The emergence of non-local phonological patterns in the Selection-coordination-intention framework

In this talk I will present some of my recent ideas on how non-local phonological patterns can emerge in a gestural framework (see Tilsen 2019, Motoric mechanisms for the emergence of non-local phonological patterns). Some patterns—e.g. vowel harmonies, nasal harmonies—can be readily analyzed to arise from temporal extension of articulatory gestures (i.e. spreading); such patterns can be viewed as articulatorily local. However, there are other patterns—e.g. nasal consonant harmony, laryngeal feature harmony—which cannot be analyzed as spreading; instead these patterns appear to enforce agreement between features of similar segments without affecting intervening segments, an apparent form of action-at-a-distance. Indeed, there are numerous typological differences between spreading harmonies and agreement harmonies. This suggests that there is a mechanistic difference in the ways that spreading and agreement harmonies arise. I argue that in order to satisfactorily understand spreading and agreement patterns, the gestural framework of Articulatory Phonology must be enriched with respect to how targets of the vocal tract are controlled in planning and production. Specifically, it is proposed that production models should distinguish between excitatory and inhibitory articulatory gestures, and that gestures which are below a selection threshold can influence the state of the vocal tract, despite not being active. This idea is applied to provide two distinct mechanisms for the emergence of non-local phonological patterns.
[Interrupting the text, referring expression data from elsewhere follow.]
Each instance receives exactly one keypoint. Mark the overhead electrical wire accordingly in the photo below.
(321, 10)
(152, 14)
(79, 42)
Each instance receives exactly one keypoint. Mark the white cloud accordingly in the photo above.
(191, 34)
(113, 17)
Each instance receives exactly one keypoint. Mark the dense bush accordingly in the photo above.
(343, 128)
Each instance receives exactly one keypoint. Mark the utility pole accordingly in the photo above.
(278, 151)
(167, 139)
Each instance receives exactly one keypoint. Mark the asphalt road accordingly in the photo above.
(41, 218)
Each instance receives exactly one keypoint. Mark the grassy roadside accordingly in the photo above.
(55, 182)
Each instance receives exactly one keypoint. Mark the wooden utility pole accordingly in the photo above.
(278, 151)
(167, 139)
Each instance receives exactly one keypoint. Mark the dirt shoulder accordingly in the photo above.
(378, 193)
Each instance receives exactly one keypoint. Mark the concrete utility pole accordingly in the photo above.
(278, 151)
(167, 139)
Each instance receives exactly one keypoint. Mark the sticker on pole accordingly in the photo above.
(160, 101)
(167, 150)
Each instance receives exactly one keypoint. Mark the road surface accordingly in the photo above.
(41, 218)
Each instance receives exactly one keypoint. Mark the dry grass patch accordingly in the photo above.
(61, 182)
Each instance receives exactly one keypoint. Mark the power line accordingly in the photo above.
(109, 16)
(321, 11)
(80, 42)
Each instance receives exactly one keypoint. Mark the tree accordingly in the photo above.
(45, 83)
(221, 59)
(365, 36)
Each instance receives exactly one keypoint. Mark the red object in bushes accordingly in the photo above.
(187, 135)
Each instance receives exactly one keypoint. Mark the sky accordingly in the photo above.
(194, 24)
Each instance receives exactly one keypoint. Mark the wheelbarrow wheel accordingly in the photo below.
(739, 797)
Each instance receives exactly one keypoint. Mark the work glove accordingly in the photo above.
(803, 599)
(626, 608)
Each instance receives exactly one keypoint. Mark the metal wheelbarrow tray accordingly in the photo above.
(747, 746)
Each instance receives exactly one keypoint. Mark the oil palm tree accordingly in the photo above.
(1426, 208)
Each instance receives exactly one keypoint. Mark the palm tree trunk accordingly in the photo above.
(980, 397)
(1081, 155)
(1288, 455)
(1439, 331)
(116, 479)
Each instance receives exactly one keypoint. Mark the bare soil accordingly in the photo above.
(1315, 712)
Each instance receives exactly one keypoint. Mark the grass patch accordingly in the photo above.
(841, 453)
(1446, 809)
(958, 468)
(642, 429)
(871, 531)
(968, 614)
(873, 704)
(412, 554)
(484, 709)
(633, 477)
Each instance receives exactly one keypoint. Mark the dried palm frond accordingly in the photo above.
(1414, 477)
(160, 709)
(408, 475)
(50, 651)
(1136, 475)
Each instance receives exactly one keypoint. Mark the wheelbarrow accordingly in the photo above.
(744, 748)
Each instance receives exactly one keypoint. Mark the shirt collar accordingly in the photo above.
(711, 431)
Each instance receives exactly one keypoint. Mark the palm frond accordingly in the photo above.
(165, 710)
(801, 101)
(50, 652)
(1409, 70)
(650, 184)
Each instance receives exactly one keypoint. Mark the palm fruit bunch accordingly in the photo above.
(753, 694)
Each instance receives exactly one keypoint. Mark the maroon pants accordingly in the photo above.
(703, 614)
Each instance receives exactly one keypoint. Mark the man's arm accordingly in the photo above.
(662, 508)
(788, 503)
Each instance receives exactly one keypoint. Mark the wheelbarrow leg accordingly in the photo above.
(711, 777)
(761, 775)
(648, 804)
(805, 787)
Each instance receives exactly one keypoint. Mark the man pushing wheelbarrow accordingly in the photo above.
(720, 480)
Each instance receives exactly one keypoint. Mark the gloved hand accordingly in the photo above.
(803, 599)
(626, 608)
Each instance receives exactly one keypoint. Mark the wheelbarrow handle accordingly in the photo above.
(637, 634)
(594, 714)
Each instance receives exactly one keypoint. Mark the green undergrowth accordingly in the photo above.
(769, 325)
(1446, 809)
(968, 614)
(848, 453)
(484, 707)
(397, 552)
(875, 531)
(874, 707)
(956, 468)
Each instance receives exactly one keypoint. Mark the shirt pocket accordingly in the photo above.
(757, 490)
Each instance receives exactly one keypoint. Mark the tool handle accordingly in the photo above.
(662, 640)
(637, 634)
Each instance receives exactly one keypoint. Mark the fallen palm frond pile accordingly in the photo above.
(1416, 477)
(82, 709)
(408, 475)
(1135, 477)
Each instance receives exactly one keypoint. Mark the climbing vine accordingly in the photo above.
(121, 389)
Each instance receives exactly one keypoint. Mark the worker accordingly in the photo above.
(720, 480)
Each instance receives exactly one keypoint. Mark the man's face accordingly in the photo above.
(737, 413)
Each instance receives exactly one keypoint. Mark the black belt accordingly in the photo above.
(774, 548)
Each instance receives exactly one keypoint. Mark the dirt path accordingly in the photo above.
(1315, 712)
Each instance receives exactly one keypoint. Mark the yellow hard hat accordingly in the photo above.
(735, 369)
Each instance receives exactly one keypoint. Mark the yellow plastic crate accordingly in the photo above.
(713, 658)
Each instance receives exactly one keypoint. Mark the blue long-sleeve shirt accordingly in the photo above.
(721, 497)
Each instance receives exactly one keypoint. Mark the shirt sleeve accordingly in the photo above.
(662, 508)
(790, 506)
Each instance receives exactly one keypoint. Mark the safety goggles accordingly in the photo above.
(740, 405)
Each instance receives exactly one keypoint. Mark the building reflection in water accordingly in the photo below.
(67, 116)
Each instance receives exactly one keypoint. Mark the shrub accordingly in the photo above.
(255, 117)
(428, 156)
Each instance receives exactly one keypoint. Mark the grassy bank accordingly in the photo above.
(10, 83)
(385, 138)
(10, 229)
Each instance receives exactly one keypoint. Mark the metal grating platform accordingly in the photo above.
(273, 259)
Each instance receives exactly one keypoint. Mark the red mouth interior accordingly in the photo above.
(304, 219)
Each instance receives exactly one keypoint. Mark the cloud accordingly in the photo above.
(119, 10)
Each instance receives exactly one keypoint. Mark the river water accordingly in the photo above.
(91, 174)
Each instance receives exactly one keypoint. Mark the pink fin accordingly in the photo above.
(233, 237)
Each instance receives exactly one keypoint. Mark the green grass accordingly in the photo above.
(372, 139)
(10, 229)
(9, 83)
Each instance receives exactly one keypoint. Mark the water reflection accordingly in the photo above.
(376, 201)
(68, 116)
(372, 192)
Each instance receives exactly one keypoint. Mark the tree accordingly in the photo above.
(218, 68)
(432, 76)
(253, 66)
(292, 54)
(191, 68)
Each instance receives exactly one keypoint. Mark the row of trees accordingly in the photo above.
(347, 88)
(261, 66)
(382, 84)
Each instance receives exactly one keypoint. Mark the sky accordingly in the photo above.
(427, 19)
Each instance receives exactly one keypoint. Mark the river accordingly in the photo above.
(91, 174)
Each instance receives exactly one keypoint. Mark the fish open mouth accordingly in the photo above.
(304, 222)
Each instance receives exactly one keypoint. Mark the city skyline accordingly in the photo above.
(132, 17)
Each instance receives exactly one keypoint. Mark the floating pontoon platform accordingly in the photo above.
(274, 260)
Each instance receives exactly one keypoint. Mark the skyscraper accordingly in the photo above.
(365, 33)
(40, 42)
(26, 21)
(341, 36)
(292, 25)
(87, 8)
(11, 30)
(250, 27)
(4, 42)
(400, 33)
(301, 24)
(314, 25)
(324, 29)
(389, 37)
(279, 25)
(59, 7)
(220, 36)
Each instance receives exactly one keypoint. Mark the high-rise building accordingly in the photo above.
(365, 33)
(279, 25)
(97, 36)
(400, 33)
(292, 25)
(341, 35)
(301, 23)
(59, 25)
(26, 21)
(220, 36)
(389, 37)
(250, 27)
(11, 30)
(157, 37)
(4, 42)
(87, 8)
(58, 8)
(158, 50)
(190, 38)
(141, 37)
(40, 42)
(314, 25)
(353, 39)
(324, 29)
Part 4: 10 am – 12 pm, Friday, November 27, 2020 [JST]

Chikako Takahashi (Stony Brook U)

Phonetic interaction between late Japanese-English bilinguals’ L1 and L2 vowels

In this talk, I will present my work on the phonetic interaction between late Japanese-English bilinguals’ L1 and L2 vowels, where I investigate how learning a new L2 English vowel influences the perception and production of their L1 vowels. Specifically I focus on how production and perception of their L1 vowels are influenced by relative L1:L2 dominance factors as well as their L2 production and perceptual ability. The study recruited 65 late L1-Japanese learners of L2 English whose L1 Japanese and L2 English perception and production of target vowels were compared to monolingual control groups (Japanese and English). Our data show L1 vowel drift in both perception and production, supporting the view that late L2 learners’ L1:L2 phonetic systems are dynamic and malleable. We identified L2 production acuity as a major factor associated with L1 assimilatory drift and also demonstrated a complex interplay between L2 production acuity, L2 perceptual ability, and L2 dominance that together appear to influence the nature of the L1 drift.


Jianjing Kuang (U Pennsylvania)

Tone acquisition beyond f0

Traditionally, tone is defined by a single dimension of the voice source: fundamental frequency, or F0. However, as demonstrated in my research, effective tone production and perception in fact integrates other articulatory and acoustic dimensions in the voice source (i.e. voice quality cues). Previous studies on tone acquisition and development mostly focus on f0 cues, and little is known how voice quality cues become integrated in the tone production and perception. In this talk, as the first step to answer this question, I will present evidence from computational modeling of tonal productions from Mandarin-speaking children and adults, showing that cue integration of f0 and voice quality cues in the tonal contrasts exhibits a developmental curve for Mandarin-speaking children. These findings support the multidimensional tone model proposed by Kuang (2013), and provide important new insights for tone acquisition.